Use conditional breakpoints when iterating over large collections and the bug only manifests for a specific element. Use logpoints when you need time-series data across many invocations.

条件断点 - 仅当表达式为真时暂停执行：

在Chrome DevTools中：右键行号 > 添加条件断点

javascript

// 仅当userId为特定值时暂停
userId === 'abc-123'

在VS Code的

launch.json

中：

json

{
  "condition": "i > 100 && items[i] === null"
}

日志断点 - 记录消息但不暂停执行（无侵入性，无需修改源代码）：

在Chrome DevTools中：右键行号 > 添加日志断点

User {userId} 调用了checkout，商品数量为{items.length}

在VS Code中：右键断点 > 编辑断点 > 选择日志消息

当遍历大型集合且仅特定元素会触发bug时，使用条件断点。当你需要多次调用的时间序列数据时，使用日志断点。

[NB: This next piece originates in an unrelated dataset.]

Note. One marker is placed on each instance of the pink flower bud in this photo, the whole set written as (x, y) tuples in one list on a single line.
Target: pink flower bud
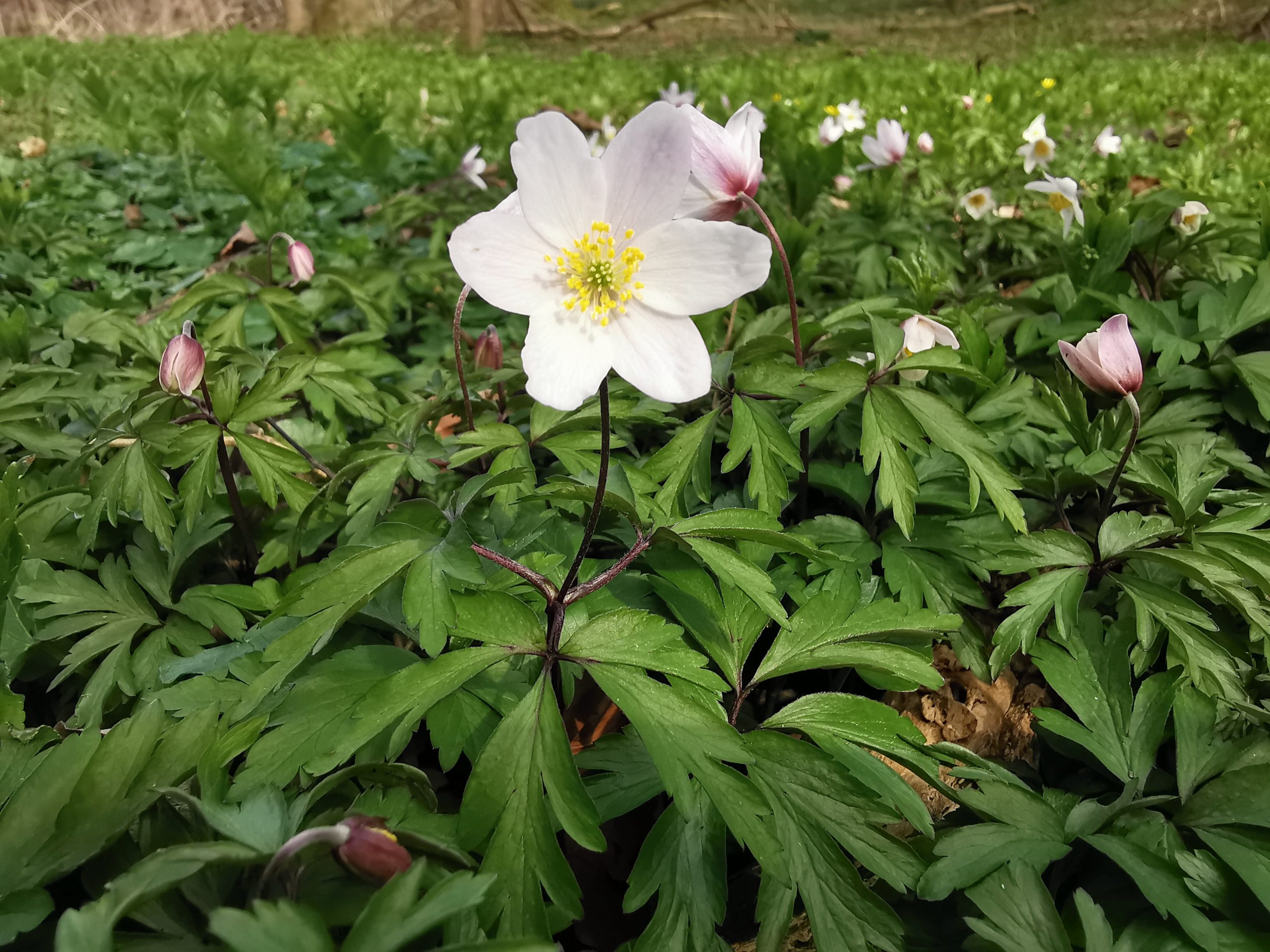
[(300, 261), (371, 851), (488, 350), (1107, 359), (181, 370)]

Anti-patterns / common mistakes

反模式 / 常见错误

Mistake	Why it's wrong	What to do instead
`console.log` driven development	Clutters output, requires code changes, leaves logs in production	Use logpoints or structured logging with debug levels
Debugging on production	Modifying production state to understand a bug risks data corruption and outages	Reproduce locally or in staging; use read-only observation tools ( `strace -p` )
Fixing without understanding	Changing code until tests pass without knowing root cause leads to the same bug resurfacing in a different form	State the hypothesis in writing before making any change
Ignoring the call stack	Looking only at the top frame of an exception misses the call path that created the bad state	Always read the full stack; the root cause is usually 3-5 frames down
Heap snapshot without baseline	Comparing one snapshot gives no signal - you cannot tell what grew	Always take a baseline snapshot before the action under test
Running strace on production without `-o`	strace output mixed with the program's stderr and interleaved in logs	Always use `strace -o /tmp/trace.log` to isolate output

错误做法	错误原因	正确做法
依赖 `console.log` 进行开发	输出杂乱，需要修改代码，可能将日志遗留到生产环境	使用日志断点或带有调试级别的结构化日志
在生产环境直接调试	修改生产环境状态以排查bug可能导致数据损坏和服务中断	在本地或预发布环境复现问题；使用只读观测工具（如 `strace -p` ）
未理解根因就修复	盲目修改代码直到测试通过，而不了解根因，会导致相同bug以其他形式重现	在修改代码前，先书面记录你的假设
忽略调用栈	仅查看异常的顶部栈帧，会错过导致错误状态的调用路径	始终阅读完整的调用栈；根因通常在下方3-5层栈帧中
无基准的堆快照	仅对比单个快照无法获得有效信息——你无法判断哪些对象在增长	在测试操作前，始终拍摄基准快照
在生产环境使用strace但未加 `-o` 参数	strace输出会与程序的stderr混合，导致日志混乱	始终使用 `strace -o /tmp/trace.log` 将输出单独保存

References

参考资料

For detailed command references, read the relevant file from

references/

```
references/tool-guide.md
```
- Quick reference for each debugging tool with key commands

Only load the references file when you need the full command reference for a specific tool and the task at hand requires precise flag-level detail.

如需详细的命令参考，请阅读

references/

目录下的相关文件：

```
references/tool-guide.md
```
- 各调试工具的快速参考，包含常用命令

仅当你需要特定工具的完整命令参考，且当前任务需要精确的参数细节时，才加载参考文件。